Fetullahçı Terör Örgütü/Paralel Devlet Yapılanması (FETÖ/PDY) elebaşı Fetullah Gülen’in de aralarında bulunduğu 171 şüpheli hakkında 8 ayrı suçtan hazırlanan iddianamede, müştekilerin özel hayatlarına ilişkin görüntü alan şüpheli polislerin eylemlerine yer verildi.

Bu kapsamda, Baykal’ı hedef seçen şüpheliler, Baykal’ın Ankara’daki konutuna böcek tabir edilen ses ve görüntü aktarmaya yarayan cihaz yerleştirmek için 28 Ağustos 2008’de hazırlık yapmaya başladı.

Ankara İstihbarat Şube Müdürlüğünde görevli şüpheliler Kaan Özyiğit, Özgür Türker, Mustafa Koparan, Selim Yasdıbaş ve Rüstem Atik, çilingir yardımıyla Baykal’ın evine girdi.

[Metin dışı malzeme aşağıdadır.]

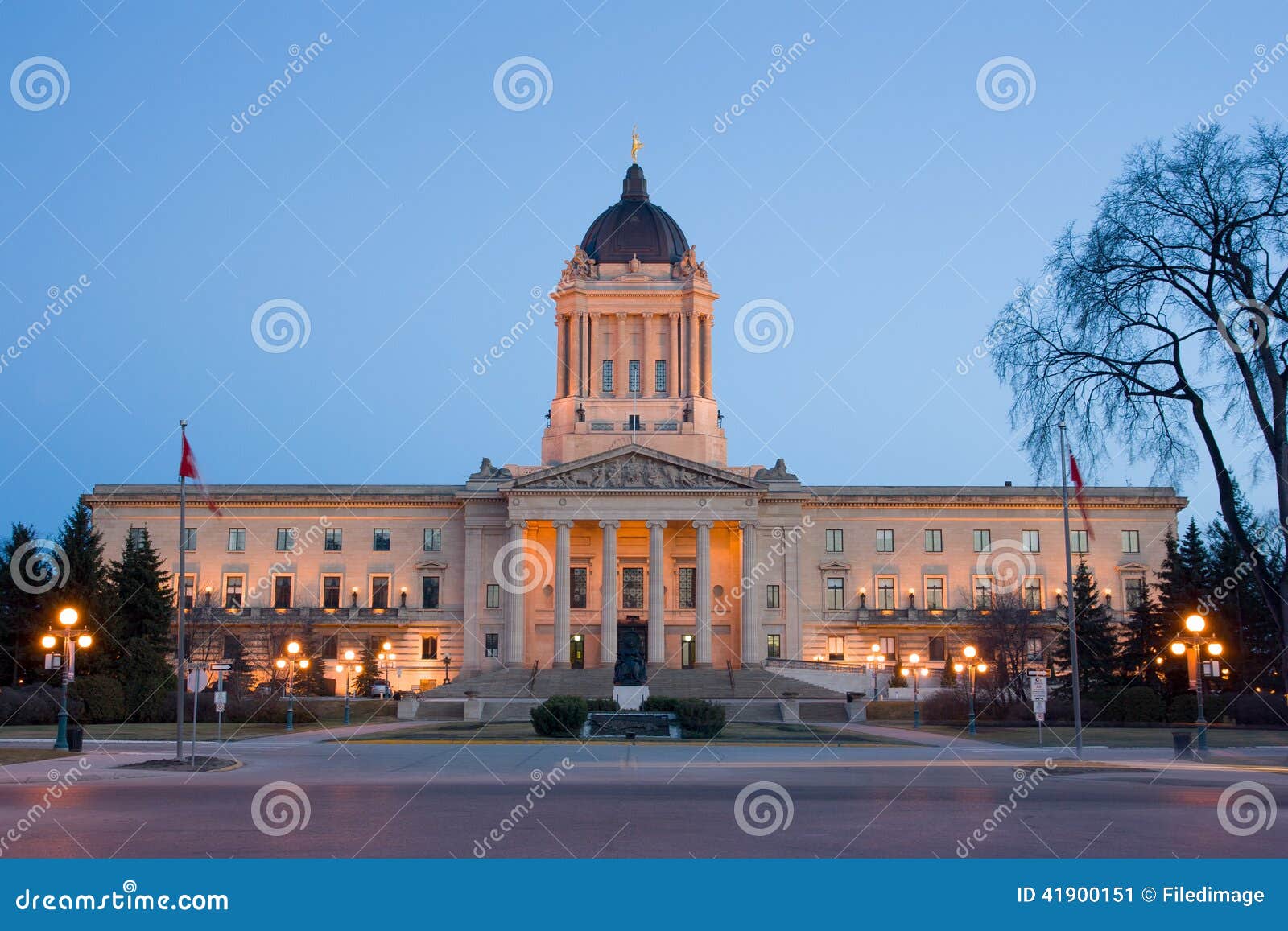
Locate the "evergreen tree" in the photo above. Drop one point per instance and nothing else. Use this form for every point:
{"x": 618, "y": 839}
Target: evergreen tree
{"x": 1098, "y": 641}
{"x": 21, "y": 609}
{"x": 139, "y": 644}
{"x": 88, "y": 585}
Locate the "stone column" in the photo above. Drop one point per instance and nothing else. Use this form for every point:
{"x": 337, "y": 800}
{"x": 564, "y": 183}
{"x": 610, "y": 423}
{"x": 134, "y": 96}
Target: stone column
{"x": 648, "y": 353}
{"x": 691, "y": 369}
{"x": 753, "y": 639}
{"x": 702, "y": 592}
{"x": 564, "y": 566}
{"x": 473, "y": 562}
{"x": 673, "y": 366}
{"x": 515, "y": 621}
{"x": 708, "y": 388}
{"x": 656, "y": 592}
{"x": 609, "y": 595}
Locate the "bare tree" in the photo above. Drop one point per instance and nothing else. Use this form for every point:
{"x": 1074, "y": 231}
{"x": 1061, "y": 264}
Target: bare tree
{"x": 1166, "y": 319}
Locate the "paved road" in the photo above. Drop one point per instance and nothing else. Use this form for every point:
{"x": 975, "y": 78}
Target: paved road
{"x": 448, "y": 800}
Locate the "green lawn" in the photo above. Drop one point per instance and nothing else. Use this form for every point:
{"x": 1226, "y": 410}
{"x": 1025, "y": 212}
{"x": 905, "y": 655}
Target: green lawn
{"x": 522, "y": 731}
{"x": 1105, "y": 737}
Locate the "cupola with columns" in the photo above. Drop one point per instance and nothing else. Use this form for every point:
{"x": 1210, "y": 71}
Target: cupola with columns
{"x": 634, "y": 311}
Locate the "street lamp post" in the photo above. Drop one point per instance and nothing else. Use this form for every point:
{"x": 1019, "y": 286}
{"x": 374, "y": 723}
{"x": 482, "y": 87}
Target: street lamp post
{"x": 291, "y": 663}
{"x": 1195, "y": 624}
{"x": 347, "y": 669}
{"x": 68, "y": 617}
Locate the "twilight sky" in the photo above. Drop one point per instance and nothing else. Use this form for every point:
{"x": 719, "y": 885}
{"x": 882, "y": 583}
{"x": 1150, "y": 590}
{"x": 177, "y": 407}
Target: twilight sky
{"x": 406, "y": 200}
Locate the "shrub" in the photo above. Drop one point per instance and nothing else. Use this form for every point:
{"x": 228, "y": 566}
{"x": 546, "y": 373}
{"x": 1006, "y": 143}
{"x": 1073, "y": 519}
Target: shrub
{"x": 559, "y": 716}
{"x": 102, "y": 699}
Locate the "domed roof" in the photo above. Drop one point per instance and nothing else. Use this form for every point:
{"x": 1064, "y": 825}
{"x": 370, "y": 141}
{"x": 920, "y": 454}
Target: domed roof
{"x": 635, "y": 227}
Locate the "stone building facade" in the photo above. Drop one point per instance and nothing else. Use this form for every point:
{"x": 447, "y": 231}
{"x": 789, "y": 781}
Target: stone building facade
{"x": 633, "y": 521}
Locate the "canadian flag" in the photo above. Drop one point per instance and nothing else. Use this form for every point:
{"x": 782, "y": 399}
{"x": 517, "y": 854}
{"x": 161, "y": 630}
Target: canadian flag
{"x": 188, "y": 470}
{"x": 1077, "y": 493}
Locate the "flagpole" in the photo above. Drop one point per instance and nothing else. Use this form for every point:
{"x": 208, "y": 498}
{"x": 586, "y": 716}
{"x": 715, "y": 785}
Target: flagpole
{"x": 1073, "y": 618}
{"x": 182, "y": 590}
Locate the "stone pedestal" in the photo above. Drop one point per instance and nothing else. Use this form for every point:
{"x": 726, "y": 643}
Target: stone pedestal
{"x": 630, "y": 697}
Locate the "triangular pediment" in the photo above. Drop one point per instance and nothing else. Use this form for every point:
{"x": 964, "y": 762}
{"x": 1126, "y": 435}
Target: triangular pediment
{"x": 634, "y": 468}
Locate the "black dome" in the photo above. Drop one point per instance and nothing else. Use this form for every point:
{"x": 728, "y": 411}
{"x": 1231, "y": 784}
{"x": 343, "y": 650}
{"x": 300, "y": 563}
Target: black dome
{"x": 635, "y": 227}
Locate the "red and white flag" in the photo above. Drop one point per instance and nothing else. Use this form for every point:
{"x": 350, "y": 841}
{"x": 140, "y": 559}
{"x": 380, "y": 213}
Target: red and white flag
{"x": 188, "y": 470}
{"x": 1077, "y": 495}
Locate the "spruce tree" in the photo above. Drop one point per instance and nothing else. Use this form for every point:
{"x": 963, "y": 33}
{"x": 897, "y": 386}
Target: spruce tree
{"x": 1098, "y": 641}
{"x": 23, "y": 618}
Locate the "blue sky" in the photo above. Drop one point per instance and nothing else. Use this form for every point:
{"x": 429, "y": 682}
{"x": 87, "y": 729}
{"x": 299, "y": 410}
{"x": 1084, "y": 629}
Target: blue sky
{"x": 390, "y": 195}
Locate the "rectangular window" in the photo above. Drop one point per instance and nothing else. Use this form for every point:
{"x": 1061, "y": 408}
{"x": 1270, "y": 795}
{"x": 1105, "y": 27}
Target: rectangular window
{"x": 836, "y": 594}
{"x": 633, "y": 586}
{"x": 1133, "y": 591}
{"x": 380, "y": 591}
{"x": 233, "y": 586}
{"x": 283, "y": 591}
{"x": 1034, "y": 592}
{"x": 983, "y": 592}
{"x": 935, "y": 592}
{"x": 332, "y": 591}
{"x": 886, "y": 592}
{"x": 577, "y": 586}
{"x": 429, "y": 591}
{"x": 836, "y": 649}
{"x": 687, "y": 573}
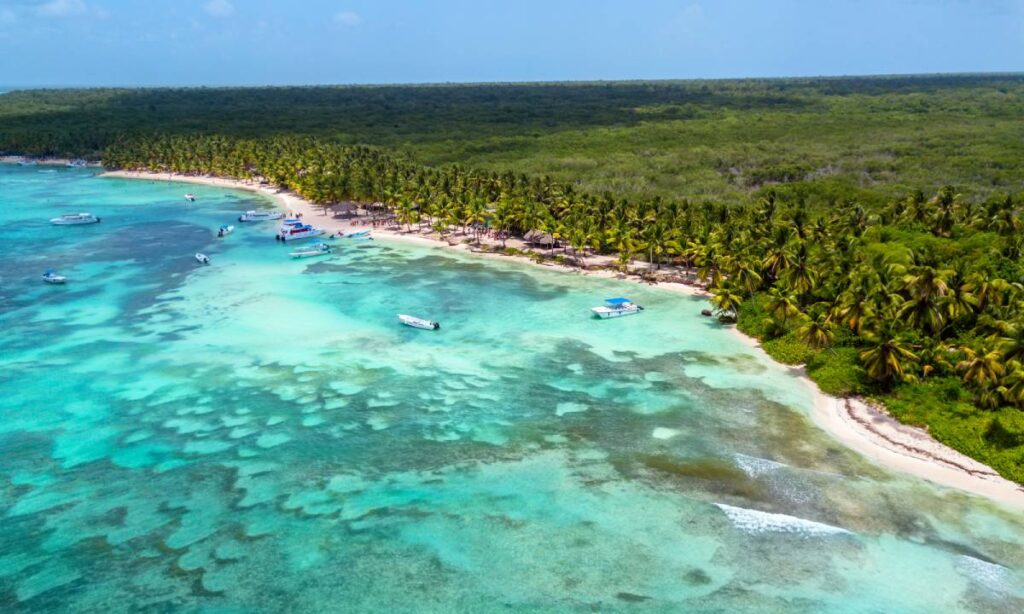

Bu çalışma sırasında çevre kontrolü yapan istihbarat görevlileri, sitenin güvenlik görevlilerinin binaya yaklaşmaları üzerine evdeki polisleri uyararak yakalanmamalarını sağladı. Çalışma sonunda şüpheliller, Baykal’a ait adrese görüntü ve ses aktarma cihazı yerleştirdi.

Elde edilen özel görüntüler, örgütsel amaç için kullanılmak üzere şüpheli Cevheri Güven’e verildi. Güven de görüntüleri yayınlaması için internethaber.com sitesi yöneticileri Süleyman ve Abdülbaki Özışık’a ulaştırdı ancak bu yöneticiler görüntüleri yayınlamayı reddetti.

Bunun üzerine habervaktim.com isimli sitesinin ihbar hattına gönderilen görüntüler, bu sitenin yazarı şüpheli Yener Dönmez’in katkılarıyla yayınlandı.

Öte yandan aynı şüpheli polisler, Baykal ile görüntüleri olduğu iddia edilen N.B’nin ikametgahına farklı tarihlerde 5 kez girerek eve ses ve görüntü cihazlarını yerleştirdi.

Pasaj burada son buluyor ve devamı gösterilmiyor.